Długie jesienne wieczory atakują chłodem i powiewami nostalgii. Deszcz kapiący o szyby, wiatr przemieszczający liście w zawrotnym tempie i temperatury niebezpiecznie zmierzające w kierunku zera skutecznie sprawiają, iż wszelkie wyjście z domu wolę zamienić w chwile spędzone z kubkiem gorącej herbaty, zawinięta w koc, trzymając w rękach wartościową książkę. Tym razem szukam czegoś, co wpisze się w jesienny klimat. Czegoś, co podtrzyma we mnie resztki lata, wkomponuje się z gracją w atmosferę świeczek, kadzidełek i olejków zapachowych. Czegoś, co roztoczy woń melancholii, z której narodzi się głębokie uczucie lub dzika przygoda. Szukam wzniosłości w prostocie. Szukam uczuć, prawdziwych, głębokich uczuć, emocji poruszających do głębi serca. Zaznajamiając się wcześniej z twórczością autorki, Elizabeth Haran, mam nadzieję, że dotrzyma poziomu jaki narzuciła innym powieściom – poruszających dialogów, chwytającej za serce fabuły i subtelnej warstwy miłosnej.

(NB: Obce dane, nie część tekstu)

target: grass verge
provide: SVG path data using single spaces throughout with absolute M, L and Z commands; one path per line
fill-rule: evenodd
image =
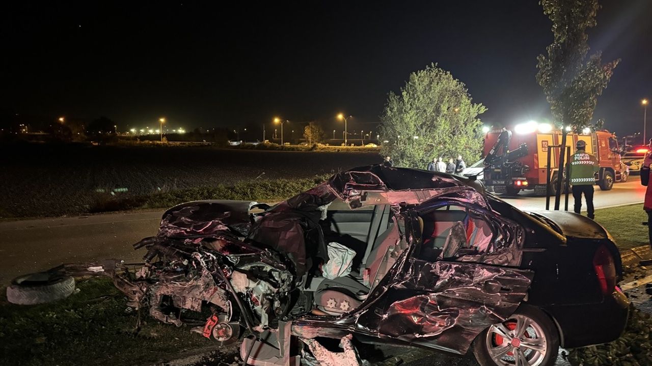
M 16 305 L 0 300 L 0 365 L 151 365 L 215 343 L 143 316 L 126 313 L 125 297 L 109 279 L 78 282 L 79 291 L 53 303 Z
M 647 221 L 643 204 L 596 210 L 595 221 L 611 233 L 620 250 L 649 245 L 647 227 L 641 223 Z

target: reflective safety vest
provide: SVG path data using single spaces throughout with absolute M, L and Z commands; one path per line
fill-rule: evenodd
M 584 150 L 578 150 L 570 156 L 570 184 L 591 185 L 595 183 L 594 175 L 600 167 L 595 156 Z

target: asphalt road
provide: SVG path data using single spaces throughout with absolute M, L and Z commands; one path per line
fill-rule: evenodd
M 644 195 L 645 188 L 634 176 L 630 182 L 615 184 L 611 191 L 597 188 L 594 201 L 596 207 L 606 207 L 642 202 Z M 505 199 L 522 210 L 545 208 L 545 197 L 527 195 L 531 194 Z M 572 209 L 572 197 L 569 198 Z M 108 259 L 140 261 L 144 250 L 134 251 L 131 244 L 156 234 L 163 211 L 0 222 L 0 285 L 20 274 L 63 262 Z

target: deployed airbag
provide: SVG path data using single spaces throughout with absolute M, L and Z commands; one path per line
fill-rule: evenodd
M 329 260 L 321 267 L 323 277 L 334 279 L 350 274 L 355 251 L 335 242 L 329 243 L 327 247 Z

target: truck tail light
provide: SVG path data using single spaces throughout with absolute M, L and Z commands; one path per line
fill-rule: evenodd
M 615 264 L 611 252 L 604 245 L 600 246 L 593 255 L 593 268 L 602 294 L 607 295 L 613 292 L 615 288 Z

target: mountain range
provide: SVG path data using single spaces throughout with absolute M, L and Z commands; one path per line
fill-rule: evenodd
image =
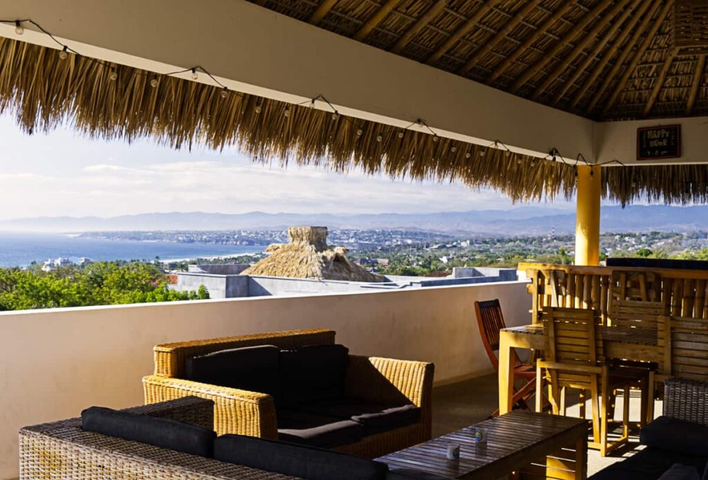
M 603 206 L 603 232 L 708 230 L 708 206 Z M 0 231 L 87 232 L 174 230 L 281 230 L 293 225 L 330 228 L 401 228 L 481 235 L 575 231 L 575 212 L 544 206 L 435 213 L 211 213 L 169 212 L 101 217 L 36 217 L 0 221 Z

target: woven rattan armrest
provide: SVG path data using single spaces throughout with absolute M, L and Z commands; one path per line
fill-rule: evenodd
M 429 438 L 433 424 L 435 365 L 427 362 L 349 356 L 347 397 L 378 403 L 412 403 L 421 407 L 421 423 Z
M 72 480 L 289 480 L 292 477 L 218 462 L 78 427 L 20 431 L 20 479 Z
M 190 395 L 212 400 L 213 426 L 218 435 L 278 438 L 275 406 L 270 395 L 159 375 L 144 377 L 142 383 L 146 404 Z
M 708 382 L 668 379 L 664 382 L 663 414 L 708 425 Z

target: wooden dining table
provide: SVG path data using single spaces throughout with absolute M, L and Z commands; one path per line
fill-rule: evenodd
M 656 332 L 632 327 L 603 327 L 605 356 L 643 362 L 662 361 L 663 353 L 657 346 Z M 499 334 L 499 414 L 511 411 L 514 392 L 512 349 L 542 351 L 546 346 L 541 323 L 502 329 Z

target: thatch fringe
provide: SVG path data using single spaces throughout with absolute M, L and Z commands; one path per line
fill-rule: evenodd
M 115 80 L 110 78 L 111 69 Z M 236 92 L 223 98 L 219 88 L 173 77 L 159 76 L 152 87 L 152 78 L 149 72 L 74 54 L 60 60 L 57 50 L 0 38 L 0 112 L 12 112 L 29 133 L 69 122 L 93 138 L 150 137 L 175 148 L 236 146 L 256 162 L 276 159 L 283 165 L 295 162 L 337 172 L 360 168 L 394 178 L 459 180 L 497 189 L 513 201 L 571 198 L 575 190 L 573 166 L 560 162 L 335 118 L 329 112 Z M 624 203 L 642 193 L 667 203 L 704 201 L 707 169 L 605 168 L 604 194 Z

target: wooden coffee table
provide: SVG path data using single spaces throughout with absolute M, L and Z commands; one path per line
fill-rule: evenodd
M 487 431 L 486 444 L 474 440 L 474 427 Z M 377 459 L 456 479 L 515 476 L 584 479 L 588 476 L 587 420 L 515 411 Z M 445 457 L 460 445 L 459 460 Z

„Pod płonącym niebem” to historia, która w pierwszej chwili powiewa oklepaną tematyką. Bogata, młoda kobieta – Arabella Fitzherbert jest obrazem rozkapryszonej, bogatej panienki z dobrego domu, nie sięgającej dalej niż czubek własnego nosa, skoncentrowanej na swoich wymaganiach, oczekiwaniach i życiu w luksusie. Jak na pełną emocji historię przystało, wydarzyć się musi dramat, którego skutki zmienią życie nie tylko głównej bohaterki, ale i całego otoczenia. Autorka długo czekać nie każe – już na samym początku książki, zanim jeszcze poznam dobrze Arabellę i wytworzę sobie jakiś jej obraz w swojej głowie, dochodzi do tragicznych wydarzeń. Jadąc wraz z rodzicami pociągiem, dziewczyna ulega pokusom młodego wieku, niedoświadczenia i naiwności – podczas chwili postoju wysuwa się z wagonu, by zerwać rosnący przy torach kwiat… Niestety, stopa osuwa się jej ze schodka, pociąg rusza, a bohaterka zostaje całkowicie sama, w koszuli nocnej, na środku australijskiej pustyni, jedynie z kwiatem – dowodem swojej bezmyślności w ręku. Tak zaczyna się niewiarygodna historia Arabelli, którą niedługo później znajdują tubylcy, ratujący jej życie. Dziewczyna trafia do biednej, australijskiej wioski, odciętej od świata. Zderzenie luksusów, w których żyła dotychczas z prostolinijnością – czy, jak to ujmuje bohaterka – prymitywnością ludności zamieszkujących okolicę budzi w dziewczynie przerażenie, a przystosowanie się wydaje się być niemożliwe… Los jednak lubi płatać figle, zwłaszcza, gdy na drodze kobiety staje nic innego, niż miłość…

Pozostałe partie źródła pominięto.